The Andover City Council voted unanimously to accept a Kansas Department of Transportation (KDOT) Innovative Technology grant to deploy roadside signal-priority units (RSUs) and vehicle equipment designed to provide signal preemption and improved intersection safety for emergency response vehicles.
Rick Landes, director of public works and utilities, told the council the system will let a responding fire truck communicate its GPS location to equipped traffic signals so the signal can change to green ahead of the vehicle. The immediate project scope covers key intersections near Highway 54 and other corridors (Douglas at 54, Cloud and Harry, and a possible addition of Yorktown), and the city will phase further intersections later.

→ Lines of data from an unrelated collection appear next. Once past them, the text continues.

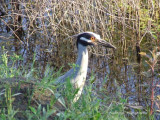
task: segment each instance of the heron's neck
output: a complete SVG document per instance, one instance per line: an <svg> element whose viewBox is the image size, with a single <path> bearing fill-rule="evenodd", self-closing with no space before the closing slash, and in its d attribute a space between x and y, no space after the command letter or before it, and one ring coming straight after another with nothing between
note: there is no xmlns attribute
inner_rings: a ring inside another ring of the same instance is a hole
<svg viewBox="0 0 160 120"><path fill-rule="evenodd" d="M88 49L87 46L83 46L78 44L78 58L76 64L80 67L80 69L88 68ZM85 70L87 71L87 70Z"/></svg>

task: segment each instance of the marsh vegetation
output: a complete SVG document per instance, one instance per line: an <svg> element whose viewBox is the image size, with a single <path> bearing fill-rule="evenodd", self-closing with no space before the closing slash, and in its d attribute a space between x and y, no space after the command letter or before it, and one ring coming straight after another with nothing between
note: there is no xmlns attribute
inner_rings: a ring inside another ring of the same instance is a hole
<svg viewBox="0 0 160 120"><path fill-rule="evenodd" d="M56 116L52 83L74 66L71 36L84 31L117 50L89 48L84 93ZM1 0L0 119L160 119L159 56L159 0Z"/></svg>

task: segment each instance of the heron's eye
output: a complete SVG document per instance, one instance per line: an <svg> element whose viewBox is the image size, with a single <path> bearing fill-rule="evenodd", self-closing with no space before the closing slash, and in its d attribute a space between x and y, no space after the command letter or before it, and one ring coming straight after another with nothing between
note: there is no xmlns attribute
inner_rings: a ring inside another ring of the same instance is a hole
<svg viewBox="0 0 160 120"><path fill-rule="evenodd" d="M90 40L94 41L94 40L95 40L95 37L91 37Z"/></svg>

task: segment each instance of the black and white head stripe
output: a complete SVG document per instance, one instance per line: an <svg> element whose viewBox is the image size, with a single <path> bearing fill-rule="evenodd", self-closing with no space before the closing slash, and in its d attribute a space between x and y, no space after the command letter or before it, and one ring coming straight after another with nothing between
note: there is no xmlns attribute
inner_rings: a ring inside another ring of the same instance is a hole
<svg viewBox="0 0 160 120"><path fill-rule="evenodd" d="M116 47L114 47L112 44L106 42L105 40L102 40L100 38L100 35L93 32L83 32L75 36L77 36L77 47L78 44L81 44L83 46L99 44L108 48L116 49Z"/></svg>
<svg viewBox="0 0 160 120"><path fill-rule="evenodd" d="M100 35L95 34L93 32L80 33L80 34L78 34L77 45L78 45L78 43L80 43L84 46L94 45L95 39L100 39Z"/></svg>

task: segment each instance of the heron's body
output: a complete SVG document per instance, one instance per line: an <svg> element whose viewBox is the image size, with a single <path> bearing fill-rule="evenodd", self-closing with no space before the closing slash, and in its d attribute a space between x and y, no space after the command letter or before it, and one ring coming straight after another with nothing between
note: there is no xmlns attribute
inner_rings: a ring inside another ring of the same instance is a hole
<svg viewBox="0 0 160 120"><path fill-rule="evenodd" d="M71 84L78 89L78 93L76 94L73 102L76 102L79 99L86 81L88 69L87 46L97 44L98 42L105 45L106 47L115 48L111 44L105 42L104 40L101 40L98 34L92 32L85 32L79 34L77 36L78 58L76 61L76 65L66 74L57 79L58 83L65 82L66 79L70 79Z"/></svg>

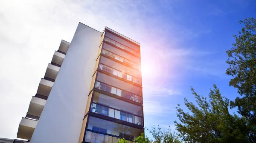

The expected total project cost is about $425,000. KDOT’s grant award will cover $320,000 of the cost. The city’s local share is approximately $105,000, of which the fire department will contribute $30,000 and the city's street improvement fund will cover $75,000. Staff said vehicle equipment costs are a substantial portion of the project expense; the initial deployment will equip fire apparatus, with potential future expansion to other city vehicles or shared-agency vehicles after operational testing and interagency agreements.
Councilmembers welcomed the grant as a public-safety improvement. “This is amazing technology,” one councilmember said, praising staff for obtaining the grant. Staff noted the system selected is the same platform used by Wichita, which may allow interoperability with neighboring communities.
Council voted to accept the grant and authorized the mayor to sign the grant acceptance agreement.